MONITOR, Jakarta – Anggota Komisi IX DPR RI Rahmad Handoyo menegaskan bahwa pemukhtahiran terkait dengan pendataan kepesertaan BPJS Kesehatan harus segela dilakukan. Sebab, selama ini masih banyak terjadinya tumpang tindih.

“Ini menjadi tugas besar pemerintah untuk memfinalkan pendataan ini. Data menjadi salah satu yang krusial, walaupun pendataan bukan ranah dari Kementerian Kesehatan, melainkan Kementerian Sosial,” kata Rahmad dalam keterangan tertulisnya, di Jakarta, Selasa (19/11).

“Kalau data tidak segera di selesaikan akan menjadi kecemburuan sosial yang harusnya disubsidi oleh Pemerintah. Ini masalah klasik yang selalu menjadi permasalahan terus menerus, tentu menjadi salah satu yang harus diselesaikan secara menyeluruh terkait dengan data. Agar penerimaannya merata dan tidak menimbulkan kecemburuan sosial,”sebut dia.

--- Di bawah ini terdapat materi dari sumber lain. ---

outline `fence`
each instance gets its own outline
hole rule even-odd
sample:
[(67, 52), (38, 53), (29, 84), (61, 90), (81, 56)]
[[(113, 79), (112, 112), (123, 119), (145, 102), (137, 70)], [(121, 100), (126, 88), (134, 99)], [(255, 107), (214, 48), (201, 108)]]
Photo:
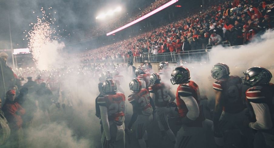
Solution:
[[(237, 49), (241, 46), (230, 46), (229, 42), (222, 42), (222, 46), (225, 48), (229, 49)], [(206, 62), (209, 60), (209, 52), (211, 50), (212, 47), (208, 45), (206, 49), (183, 51), (179, 53), (164, 53), (152, 54), (148, 53), (143, 53), (141, 56), (135, 56), (128, 58), (109, 59), (104, 60), (94, 61), (95, 63), (123, 63), (132, 62), (133, 63), (148, 62), (159, 63), (168, 62), (176, 63), (182, 60), (187, 62)]]

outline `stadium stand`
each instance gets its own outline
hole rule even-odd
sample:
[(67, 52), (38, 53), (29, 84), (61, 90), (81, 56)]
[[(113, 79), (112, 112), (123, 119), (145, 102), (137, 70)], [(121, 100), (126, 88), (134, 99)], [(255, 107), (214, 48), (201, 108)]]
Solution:
[(175, 54), (205, 49), (207, 45), (248, 43), (257, 35), (274, 27), (272, 2), (259, 1), (215, 1), (203, 11), (190, 12), (167, 24), (79, 56), (83, 62), (118, 59), (126, 62), (126, 58), (143, 53)]

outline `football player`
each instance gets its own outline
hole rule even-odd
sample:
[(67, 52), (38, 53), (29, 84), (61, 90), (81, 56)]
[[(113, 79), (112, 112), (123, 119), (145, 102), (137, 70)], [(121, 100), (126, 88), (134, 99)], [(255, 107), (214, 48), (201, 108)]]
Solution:
[(168, 84), (161, 82), (161, 78), (157, 73), (150, 76), (150, 84), (149, 87), (150, 96), (155, 102), (156, 109), (156, 118), (162, 137), (169, 138), (174, 143), (175, 136), (169, 128), (167, 119), (168, 111), (167, 107), (169, 103), (173, 102), (176, 96), (171, 92)]
[(149, 86), (150, 85), (149, 79), (150, 74), (145, 72), (142, 66), (139, 66), (135, 70), (135, 74), (137, 78), (142, 81), (143, 88), (145, 88), (148, 91)]
[(175, 148), (205, 146), (205, 131), (202, 127), (203, 119), (199, 108), (199, 88), (194, 82), (189, 80), (190, 76), (189, 70), (183, 66), (175, 68), (171, 73), (171, 83), (179, 85), (176, 101), (182, 123), (176, 136)]
[(254, 140), (255, 148), (274, 147), (274, 85), (267, 69), (260, 67), (249, 69), (244, 72), (242, 84), (251, 87), (246, 92), (254, 120), (248, 126), (257, 131)]
[(150, 103), (152, 99), (149, 93), (146, 89), (142, 88), (142, 82), (138, 79), (135, 79), (129, 83), (129, 89), (132, 93), (129, 96), (128, 99), (132, 105), (133, 114), (128, 128), (130, 130), (134, 123), (133, 130), (139, 146), (146, 148), (146, 128), (152, 120), (153, 109)]
[(242, 93), (245, 90), (243, 90), (240, 77), (229, 76), (230, 74), (229, 68), (223, 63), (215, 64), (211, 70), (211, 76), (217, 80), (213, 83), (215, 94), (213, 122), (215, 142), (219, 147), (224, 144), (222, 133), (232, 126), (239, 128), (242, 142), (247, 143), (249, 139), (253, 138), (252, 131), (244, 126), (242, 122), (248, 117), (245, 115), (245, 96)]
[(41, 78), (41, 77), (42, 75), (38, 75), (37, 76), (37, 79), (34, 80), (39, 85), (41, 84), (42, 82), (44, 82), (44, 79), (42, 79)]
[(152, 69), (149, 66), (148, 64), (146, 63), (145, 63), (143, 65), (143, 69), (144, 69), (144, 71), (146, 73), (149, 73), (151, 74), (153, 73), (153, 71), (152, 71)]
[(121, 87), (121, 84), (120, 84), (120, 81), (117, 79), (113, 79), (113, 76), (112, 74), (109, 70), (107, 70), (104, 73), (104, 77), (106, 79), (113, 79), (115, 81), (115, 83), (116, 83), (116, 85), (117, 86), (117, 90), (123, 93), (125, 93), (124, 90), (122, 87)]
[(98, 98), (103, 131), (101, 139), (102, 147), (125, 147), (125, 97), (116, 93), (115, 82), (108, 79), (104, 82), (104, 95)]
[(123, 84), (125, 79), (124, 76), (119, 75), (119, 72), (117, 69), (115, 69), (112, 72), (113, 76), (113, 79), (114, 80), (119, 81), (119, 82), (122, 84)]
[(167, 62), (162, 62), (159, 64), (158, 67), (159, 75), (162, 79), (169, 79), (170, 72), (172, 70), (169, 67), (169, 63)]

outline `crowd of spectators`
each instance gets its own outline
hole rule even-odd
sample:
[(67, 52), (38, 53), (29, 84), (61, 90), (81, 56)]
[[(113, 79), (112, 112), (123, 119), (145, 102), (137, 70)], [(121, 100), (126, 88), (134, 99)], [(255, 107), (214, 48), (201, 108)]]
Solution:
[(203, 11), (190, 12), (168, 24), (79, 56), (82, 62), (93, 62), (125, 59), (146, 52), (175, 54), (224, 42), (240, 45), (274, 27), (274, 5), (270, 0), (214, 2)]
[(134, 15), (128, 15), (125, 16), (121, 15), (115, 19), (109, 19), (107, 22), (104, 22), (100, 25), (91, 27), (89, 31), (86, 34), (85, 38), (92, 38), (97, 36), (105, 34), (108, 32), (117, 29), (130, 22), (136, 20), (142, 16), (159, 8), (171, 0), (158, 0), (152, 3), (148, 7), (143, 9), (140, 8), (138, 12), (134, 13)]

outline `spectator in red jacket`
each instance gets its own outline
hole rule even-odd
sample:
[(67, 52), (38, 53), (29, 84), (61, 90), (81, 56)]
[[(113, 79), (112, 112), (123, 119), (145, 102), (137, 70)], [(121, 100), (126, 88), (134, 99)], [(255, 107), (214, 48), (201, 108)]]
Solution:
[(248, 25), (245, 25), (243, 26), (242, 35), (243, 37), (243, 44), (248, 43), (254, 37), (256, 34), (253, 29), (250, 29)]
[(11, 135), (8, 144), (10, 147), (23, 147), (24, 138), (22, 116), (25, 113), (25, 110), (14, 101), (15, 92), (10, 90), (6, 93), (7, 100), (3, 107), (5, 117), (9, 124)]

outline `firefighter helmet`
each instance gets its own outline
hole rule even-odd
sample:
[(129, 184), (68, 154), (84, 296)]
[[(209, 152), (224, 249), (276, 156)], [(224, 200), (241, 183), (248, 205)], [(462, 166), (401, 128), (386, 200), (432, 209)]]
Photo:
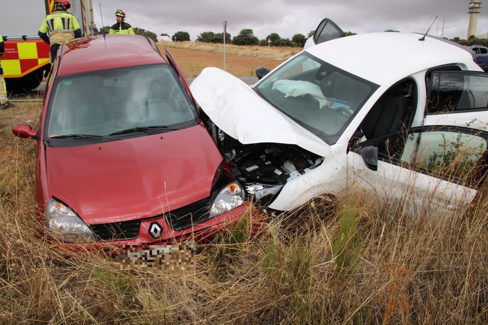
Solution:
[(64, 6), (67, 9), (69, 9), (71, 7), (71, 5), (69, 4), (69, 1), (68, 0), (55, 0), (54, 4), (55, 5), (61, 5)]
[(123, 10), (121, 10), (120, 9), (119, 9), (118, 10), (115, 12), (115, 16), (120, 16), (125, 18), (125, 13), (123, 12)]

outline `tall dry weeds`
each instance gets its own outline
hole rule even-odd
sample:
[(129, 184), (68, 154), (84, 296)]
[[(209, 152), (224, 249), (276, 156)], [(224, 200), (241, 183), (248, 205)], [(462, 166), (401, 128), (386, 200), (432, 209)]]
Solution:
[[(161, 40), (158, 42), (158, 46), (164, 47), (185, 49), (192, 51), (203, 51), (211, 53), (221, 54), (224, 51), (224, 44), (218, 43), (204, 43), (203, 42), (168, 42)], [(225, 44), (225, 53), (239, 57), (260, 57), (269, 59), (283, 61), (291, 57), (303, 49), (299, 47), (276, 47), (258, 46), (234, 45)]]
[(121, 270), (38, 234), (35, 141), (9, 129), (39, 108), (16, 109), (0, 112), (0, 323), (488, 322), (482, 196), (453, 226), (441, 211), (412, 216), (407, 201), (382, 208), (351, 190), (276, 225), (249, 214), (196, 270)]

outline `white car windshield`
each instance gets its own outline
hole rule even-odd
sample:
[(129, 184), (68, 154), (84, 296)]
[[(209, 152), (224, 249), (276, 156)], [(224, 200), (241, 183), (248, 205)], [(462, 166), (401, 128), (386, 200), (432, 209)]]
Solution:
[(332, 145), (378, 87), (304, 52), (267, 76), (254, 90)]
[(187, 93), (167, 64), (72, 75), (57, 78), (53, 87), (48, 138), (123, 134), (144, 127), (169, 129), (197, 120)]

Rahmad juga menambahkan, Kunjungan spesifik Komisi IX DPR RI ke DI Yogyakarta bertujuan untuk menggali informasi dampak apa yang akan terjadi ketika iuran BPJS tersebut naik. Menurut legislator Dapil Jawa Tengah V ini, ketika iuran mengalami kenaikan, maka harus dibarengi dengan peningkatan pelayanan, serta prosesnya dpermudah dan tidak bertele-tele.

Menurut politikus PDI Perjuangan itu, masyarakat tentu akan menuntut pelayanan yang harus dipercepat, kemudian juga fasilitas-fasilitas yang ada kaitannya dengan obat kefarmasian.

“Saya kira layak ketika iuran sudah naik, kemudian keinginan warga untuk menuntut hak yang lebih baik dibandingkan sebelumnya. Ada suatu masukan yang sangat berharga ketika kita berkomunikasi dengan stakeholder baik dari asosiasi Rumah Sakit kemudian BPJS sendiri kemudian juga dari pemerintah daerah.”

“Pemerintah juga memberikan suatu alokasi pembiayaan, harus bersama-sama dengan pemerintah daerah. Walaupun alokasi kegiatan BPJS ini sudah dipegang pusat,” pungkas Rahmad.